“And she offered fifty dollars for your hair!” Everard continued, stroking with his hand the chestnut brown tresses flowing down Rossie’s back.

“Yes, she did; but I could not part with my hair even to oblige her. Of course I should give it to her, not sell it, but I can’t spare it.”

What an unselfish child she was, Everard thought, and yet she was so unlike the golden-haired Josephine, who would make fun of such a plain, simple, unformed girl as Rosamond, and call her green and awkward and countrified; and perhaps she was all these, but she was so good, and pure, and truthful that he felt abashed before her and shrank from the earnest, truthful eyes that rested so proudly on him, lest they should read more than he cared to have them.

Outside, in the hall, there was the sound of a heavy step, and the next moment there appeared in the door a tall, heavily-built man of fifty, with iron-gray hair and keen, restless eyes, which always seemed on the alert to discover something hidden, and drag it to the light. Judge Forrest meant to be a just man, but, like many just men, when the justice is not tempered with mercy, he was harsh and hard with those who did not come up to his standard of integrity, and seldom made allowances for one’s youth or inexperience, or the peculiar temptations which might have assailed them. Though looked up to as the great man of the town, he was far less popular with the people of Rothsay than his scamp of a son, with whom they thought him unnecessarily strict and close. It was well known that there was generally trouble between them and always on the money question, for Everard was a spendthrift, and scattered his dollars right and left with a reckless generosity and thoughtlessness, while the judge was the reverse, and gave out every cent not absolutely needed with an unwillingness which amounted to actual stinginess. And now he stood at the door, tall, grand-looking, and cold as an icicle, and his first greeting was:

“I thought I should track you by the tobacco smoke; they told me you were here. How do you do, sir?”

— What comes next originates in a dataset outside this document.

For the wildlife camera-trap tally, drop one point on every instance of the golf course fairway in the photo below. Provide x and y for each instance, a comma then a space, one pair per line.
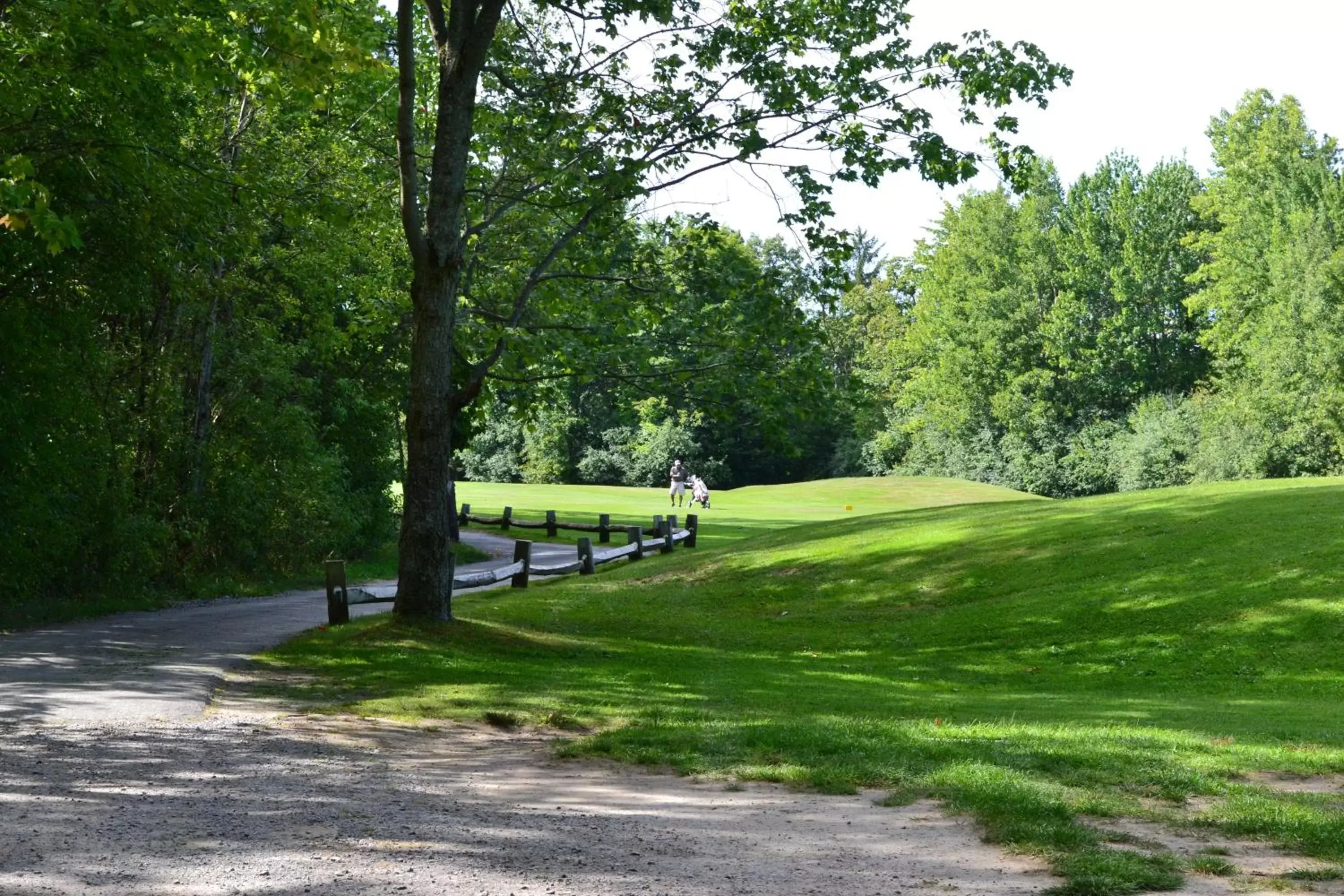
1035, 664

It was strange the effect that voice had upon Everard, who, from an indolent, care-for-nothing, easy-going youth was transformed into a circumspect, dignified young man, who rose at once, and, taking his father’s hand, said that he was very well, had come on the morning train from Cleveland, and had started as soon as he could after receiving the telegram.

“It must have been delayed, then. You ought to have had it Wednesday morning,” Judge Forrest replied: and blushing like a girl Everard said that it did reach Ellicottville Wednesday, but he was in Holburton, just over the line in New York.

“And what were you doing at Holburton?” the father asked, always suspicious of some new trick or escapade for which he would have to pay.

“I was invited there to an entertainment,” Everard said, growing still redder and more confused. “You know I boarded there a few weeks last summer, and have acquaintances, so I went down the night before, and Stafford came the next day and brought the telegram, but did not tell me till the play was over and we were in our room; then it was too late, but I took the first train in the morning. I hope my delay has not made mother worse. I am very sorry, sir.”

He had made his explanation, which his father accepted without a suspicion of the chasm bridged over in silence.